I mean there are a lot of different facts. And I think those
are operating and I think they will continue operating at
one level or another. I think traditionally in the modern
world that the cultural effectiveness of a practice at some
level or another wants us with the collector and all the collectors
represented in terms of bourgeois values. But I am not sure
that we are at that point right now. I'm not saying that we
are any better, because I think that bourgeois culture has
been replaced by a corporate culture. But I wouldn't say that
corporate culture is any better or an improvement on bourgeois
culture. However, what I was saying is that they are completely
different and I am sure that corporations operated at a cultural
level with different intensions, not so much for collecting,
but for promoting themselves through culture by establishing
a completely different kind of dialogue with individual practitioners.
Basically we have to try to look for what is going on now
and try to think within the categories of what's going on
now, and forget a little bit about the past. From the white
cube to private collectors, you know from private collectors
to the museum, the relationships are changing. Corporation,
the biennials, the relationships between cities operating
as corporations at the biennial, is really challenging that
whole circuit. Challenging what the white cube really is.
I am not saying that is changing for the better, but it is
6.On the other hand, this attitude of the global market
to create a huge amount of commercial products provokes artists
to react more and more, and consists in giving particular
importance to the process rather than to the object.
That has been going on for the last thirty years and actually
I think it has relived the way the artists were interested
in the process, let's think about the 60s and 70s, statistically
it was much more clear than what was happening in the 80s
or 90s, clear that they were about a certain commercialism.
I think that although there are very interesting people working
more in the terms of process, much more then in terms of the
object, I think we were banalizing, and we have to go a little
bit further back in the past.
7. You don't think that today's mainly ironic and desecrated
action towards the media system is a form of interesting and
effective art, even though it's impossible to be sold or bought?
That is also part, as I said, of a tradition that has been
happening for a long time. I think it is almost art history.

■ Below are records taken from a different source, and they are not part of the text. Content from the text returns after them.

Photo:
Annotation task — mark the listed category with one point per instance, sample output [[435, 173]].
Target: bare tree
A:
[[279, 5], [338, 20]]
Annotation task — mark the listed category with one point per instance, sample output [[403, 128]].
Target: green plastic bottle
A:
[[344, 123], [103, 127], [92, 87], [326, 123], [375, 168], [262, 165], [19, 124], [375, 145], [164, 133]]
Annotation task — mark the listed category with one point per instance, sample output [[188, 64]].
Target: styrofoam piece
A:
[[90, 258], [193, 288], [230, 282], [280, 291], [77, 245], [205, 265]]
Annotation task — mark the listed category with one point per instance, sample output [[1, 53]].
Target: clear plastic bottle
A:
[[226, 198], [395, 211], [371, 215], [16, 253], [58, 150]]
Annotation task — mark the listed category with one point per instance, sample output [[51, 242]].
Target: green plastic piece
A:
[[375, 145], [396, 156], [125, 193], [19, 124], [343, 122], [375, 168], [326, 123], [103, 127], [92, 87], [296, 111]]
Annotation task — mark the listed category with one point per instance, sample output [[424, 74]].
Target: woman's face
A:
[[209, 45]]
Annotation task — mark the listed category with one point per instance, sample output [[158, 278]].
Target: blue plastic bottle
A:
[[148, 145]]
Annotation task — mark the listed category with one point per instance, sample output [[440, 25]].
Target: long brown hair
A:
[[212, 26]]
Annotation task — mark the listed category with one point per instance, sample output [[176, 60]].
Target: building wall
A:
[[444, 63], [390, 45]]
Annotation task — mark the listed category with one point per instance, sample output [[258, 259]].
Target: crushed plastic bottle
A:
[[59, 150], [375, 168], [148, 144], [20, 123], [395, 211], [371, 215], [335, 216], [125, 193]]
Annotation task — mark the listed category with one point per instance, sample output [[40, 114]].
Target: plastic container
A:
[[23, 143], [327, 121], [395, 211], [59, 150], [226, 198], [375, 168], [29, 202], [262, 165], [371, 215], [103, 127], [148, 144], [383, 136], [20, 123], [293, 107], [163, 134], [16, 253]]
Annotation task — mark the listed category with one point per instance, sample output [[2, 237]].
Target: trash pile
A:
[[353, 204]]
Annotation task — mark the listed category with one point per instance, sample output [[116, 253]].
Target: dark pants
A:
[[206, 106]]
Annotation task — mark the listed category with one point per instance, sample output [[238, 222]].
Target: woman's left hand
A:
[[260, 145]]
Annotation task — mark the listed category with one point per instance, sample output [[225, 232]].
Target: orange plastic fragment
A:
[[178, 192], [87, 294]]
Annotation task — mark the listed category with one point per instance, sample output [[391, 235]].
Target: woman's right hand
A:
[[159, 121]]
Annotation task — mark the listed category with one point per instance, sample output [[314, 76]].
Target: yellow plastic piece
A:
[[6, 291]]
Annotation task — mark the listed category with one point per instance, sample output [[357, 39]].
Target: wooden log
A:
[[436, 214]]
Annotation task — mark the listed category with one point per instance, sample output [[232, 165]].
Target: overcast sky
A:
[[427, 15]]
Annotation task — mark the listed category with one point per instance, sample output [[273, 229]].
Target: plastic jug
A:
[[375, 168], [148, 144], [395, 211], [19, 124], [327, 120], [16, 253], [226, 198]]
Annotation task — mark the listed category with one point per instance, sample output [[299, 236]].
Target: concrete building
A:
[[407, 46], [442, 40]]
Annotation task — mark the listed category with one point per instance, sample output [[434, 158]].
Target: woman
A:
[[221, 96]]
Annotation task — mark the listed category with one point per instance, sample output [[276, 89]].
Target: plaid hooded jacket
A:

I think it is definitely interesting, and what is most interesting
is that there is no big difference between the kind of thing
that is happening today with what was happening thirty years
ago. We have to remember that thirty years ago there was the
'68 revolution going on around the world, and artists were
responding to it in a very creative way. I think the main
difference is how curators and institutions are responding
now. It's a question of whether they are able to amplify them,
connect them and make of them a whole different understanding
of art production or if they are going just to try to translate
them into a commodity and make them part of the old system
as it was. I think this is the crucial point right now. I
think that artists have been trying to break the system of
capitalisation for the last thirty years. I believe the way
which all people in different cultural fields can operate
with those practices has now changed. And so this is a great
opportunity to develop a new programme.
So let's do it...
Yes, but in terms of collaboration. You know, in the past
artists had institutions to react against. Right now that
may have changed slightly and there is a chance that institutions
can reinvent themselves so they can work with the artists,
not really against them. That is what I hope.